Além disso, melhorias na saúde das mulheres aumentam a produtividade e
promovem o crescimento econômico global, criando um ciclo virtuoso de
desenvolvimento sustentável.
Conforme
destacado em uma pesquisa da Universidade de Oxford, a transformação cultural é
um elemento indispensável para resolver essa lacuna.
Campanhas de
conscientização que abordem estigmas relacionados à saúde feminina e incentivem
as mulheres a buscar atendimento médico são fundamentais para promover mudanças
duradouras.
As
desigualdades apontadas também têm consequências profundas sobre a tarifação de
planos de saúde, especialmente sob a perspectiva atuarial.
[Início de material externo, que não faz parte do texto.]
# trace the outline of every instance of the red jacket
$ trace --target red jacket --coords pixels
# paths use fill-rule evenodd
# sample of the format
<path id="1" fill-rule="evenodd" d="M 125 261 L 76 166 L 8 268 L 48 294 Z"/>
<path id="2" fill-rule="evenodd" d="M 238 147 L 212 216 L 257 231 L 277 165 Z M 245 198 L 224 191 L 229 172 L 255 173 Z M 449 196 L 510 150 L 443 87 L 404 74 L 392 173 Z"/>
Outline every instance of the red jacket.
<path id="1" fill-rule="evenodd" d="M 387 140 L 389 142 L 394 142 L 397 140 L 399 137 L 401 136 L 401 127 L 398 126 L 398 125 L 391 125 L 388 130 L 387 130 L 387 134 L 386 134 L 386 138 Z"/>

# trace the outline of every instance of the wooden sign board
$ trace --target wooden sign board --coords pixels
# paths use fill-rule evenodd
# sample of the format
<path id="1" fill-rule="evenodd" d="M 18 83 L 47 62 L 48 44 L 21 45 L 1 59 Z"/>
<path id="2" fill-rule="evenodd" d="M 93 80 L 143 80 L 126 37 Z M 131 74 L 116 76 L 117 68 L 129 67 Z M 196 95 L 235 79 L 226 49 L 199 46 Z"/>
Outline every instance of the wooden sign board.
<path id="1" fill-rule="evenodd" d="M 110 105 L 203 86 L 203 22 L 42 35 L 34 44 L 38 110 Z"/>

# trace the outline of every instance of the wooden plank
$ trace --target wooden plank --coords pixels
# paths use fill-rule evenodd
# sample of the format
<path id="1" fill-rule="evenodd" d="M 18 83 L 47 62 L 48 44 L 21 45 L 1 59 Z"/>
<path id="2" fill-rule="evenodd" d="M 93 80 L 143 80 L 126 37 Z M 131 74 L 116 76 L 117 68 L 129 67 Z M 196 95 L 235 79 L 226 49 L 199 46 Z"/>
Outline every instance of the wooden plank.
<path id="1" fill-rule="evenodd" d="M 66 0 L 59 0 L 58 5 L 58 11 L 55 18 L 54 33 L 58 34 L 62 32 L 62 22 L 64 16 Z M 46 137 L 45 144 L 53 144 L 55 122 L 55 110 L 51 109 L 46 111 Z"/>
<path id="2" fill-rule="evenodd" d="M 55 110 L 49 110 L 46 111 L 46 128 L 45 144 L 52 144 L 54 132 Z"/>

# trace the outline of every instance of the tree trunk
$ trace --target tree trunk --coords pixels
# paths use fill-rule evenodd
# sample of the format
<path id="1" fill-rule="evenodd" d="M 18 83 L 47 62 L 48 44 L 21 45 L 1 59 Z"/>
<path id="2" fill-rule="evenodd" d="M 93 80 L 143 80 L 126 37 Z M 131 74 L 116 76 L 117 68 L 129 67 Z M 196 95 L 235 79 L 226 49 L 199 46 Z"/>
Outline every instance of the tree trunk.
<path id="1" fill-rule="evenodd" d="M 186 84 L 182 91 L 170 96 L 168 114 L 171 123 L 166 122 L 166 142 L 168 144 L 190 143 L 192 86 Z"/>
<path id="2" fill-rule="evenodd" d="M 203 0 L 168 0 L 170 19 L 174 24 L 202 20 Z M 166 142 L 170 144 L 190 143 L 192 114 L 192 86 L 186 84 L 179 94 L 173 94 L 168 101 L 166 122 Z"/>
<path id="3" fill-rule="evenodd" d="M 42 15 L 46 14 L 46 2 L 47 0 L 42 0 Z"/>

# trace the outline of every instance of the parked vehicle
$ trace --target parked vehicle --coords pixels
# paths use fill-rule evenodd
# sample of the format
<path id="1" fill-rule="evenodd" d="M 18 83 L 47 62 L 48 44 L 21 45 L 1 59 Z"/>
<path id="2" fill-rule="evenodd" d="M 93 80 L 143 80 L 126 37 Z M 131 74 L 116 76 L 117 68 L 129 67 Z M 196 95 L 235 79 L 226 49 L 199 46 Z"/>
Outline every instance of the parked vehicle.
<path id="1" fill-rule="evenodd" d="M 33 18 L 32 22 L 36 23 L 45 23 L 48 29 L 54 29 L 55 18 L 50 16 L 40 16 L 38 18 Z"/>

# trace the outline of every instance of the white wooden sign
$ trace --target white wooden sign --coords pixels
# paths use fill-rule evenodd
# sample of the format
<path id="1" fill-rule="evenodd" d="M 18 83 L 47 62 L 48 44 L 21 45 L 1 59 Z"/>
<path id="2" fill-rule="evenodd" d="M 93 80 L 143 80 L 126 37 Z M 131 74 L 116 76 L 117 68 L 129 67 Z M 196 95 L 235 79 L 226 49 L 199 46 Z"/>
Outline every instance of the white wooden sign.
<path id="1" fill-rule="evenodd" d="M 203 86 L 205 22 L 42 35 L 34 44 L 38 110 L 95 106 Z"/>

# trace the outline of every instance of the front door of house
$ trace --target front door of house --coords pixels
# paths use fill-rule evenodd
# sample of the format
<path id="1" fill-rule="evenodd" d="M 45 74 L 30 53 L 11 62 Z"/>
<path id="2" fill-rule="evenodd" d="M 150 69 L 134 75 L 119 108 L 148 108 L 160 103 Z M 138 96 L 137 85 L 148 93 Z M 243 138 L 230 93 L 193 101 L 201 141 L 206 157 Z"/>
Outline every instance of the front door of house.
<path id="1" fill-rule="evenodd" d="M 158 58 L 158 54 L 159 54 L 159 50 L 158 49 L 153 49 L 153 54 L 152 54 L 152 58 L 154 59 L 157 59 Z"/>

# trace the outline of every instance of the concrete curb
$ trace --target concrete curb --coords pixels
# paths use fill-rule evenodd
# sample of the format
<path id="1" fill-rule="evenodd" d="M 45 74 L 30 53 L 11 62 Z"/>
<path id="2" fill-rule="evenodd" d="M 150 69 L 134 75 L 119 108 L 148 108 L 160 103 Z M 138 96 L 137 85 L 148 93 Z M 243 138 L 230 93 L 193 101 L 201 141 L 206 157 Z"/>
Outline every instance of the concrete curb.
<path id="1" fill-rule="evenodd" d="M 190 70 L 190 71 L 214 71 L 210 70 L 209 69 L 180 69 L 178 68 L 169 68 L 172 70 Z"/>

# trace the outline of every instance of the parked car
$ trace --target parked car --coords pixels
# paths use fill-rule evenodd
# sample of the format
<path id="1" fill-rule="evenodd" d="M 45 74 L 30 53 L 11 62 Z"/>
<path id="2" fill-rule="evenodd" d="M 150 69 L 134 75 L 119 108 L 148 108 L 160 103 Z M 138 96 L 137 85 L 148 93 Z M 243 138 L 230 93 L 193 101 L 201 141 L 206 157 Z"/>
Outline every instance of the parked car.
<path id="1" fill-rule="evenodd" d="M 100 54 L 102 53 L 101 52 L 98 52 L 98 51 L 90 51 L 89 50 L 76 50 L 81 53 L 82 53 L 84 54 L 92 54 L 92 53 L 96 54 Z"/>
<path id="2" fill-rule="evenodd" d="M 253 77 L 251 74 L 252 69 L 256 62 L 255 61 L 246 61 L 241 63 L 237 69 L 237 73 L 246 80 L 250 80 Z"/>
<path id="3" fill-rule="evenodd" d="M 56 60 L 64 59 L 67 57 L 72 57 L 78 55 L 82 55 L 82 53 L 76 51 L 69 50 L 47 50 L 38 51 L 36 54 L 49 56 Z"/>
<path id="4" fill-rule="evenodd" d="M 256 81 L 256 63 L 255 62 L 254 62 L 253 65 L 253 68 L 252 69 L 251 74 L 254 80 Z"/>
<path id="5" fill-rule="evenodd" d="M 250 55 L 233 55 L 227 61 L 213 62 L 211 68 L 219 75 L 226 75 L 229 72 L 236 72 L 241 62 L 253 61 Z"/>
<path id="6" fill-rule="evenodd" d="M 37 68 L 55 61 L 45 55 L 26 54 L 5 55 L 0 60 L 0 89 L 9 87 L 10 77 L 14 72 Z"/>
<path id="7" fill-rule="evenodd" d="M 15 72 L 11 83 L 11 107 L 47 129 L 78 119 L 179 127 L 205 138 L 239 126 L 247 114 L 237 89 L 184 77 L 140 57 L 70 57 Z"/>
Segundo o relatório
de 2021 da Sociedade de Atuários dos Estados Unidos (SOA), a ausência de
informações específicas sobre condições que afetam majoritariamente as mulheres
leva a uma tarifação menos precisa e, principalmente, dificultam a atuação e
desenvolvimento de programas eficientes de prevenção.
Além
disso, os altos índices de subdiagnósticos, como doenças cardiovasculares e
endometriose, aumentam as incertezas na análise de risco atuarial, exigindo
margens de segurança mais conservadoras, o que encarece os valores finais
calculados.
De acordo com o relatório de 2022 da OMS, os custos para tratar
condições em estágios avançados podem ser até cinco vezes maiores do que os
custos de prevenção.
Investir
na saúde das mulheres é mais do que uma questão de equidade; é uma oportunidade
de construir um futuro mais saudável, justo e próspero para todos.
As
evidências mostram que, com financiamento adequado, estratégias bem
estruturadas e parcerias globais, avanços significativos podem ser alcançados.
O compromisso de priorizar a saúde feminina é, portanto, essencial para
garantir um progresso sustentável e equitativo no século XXI.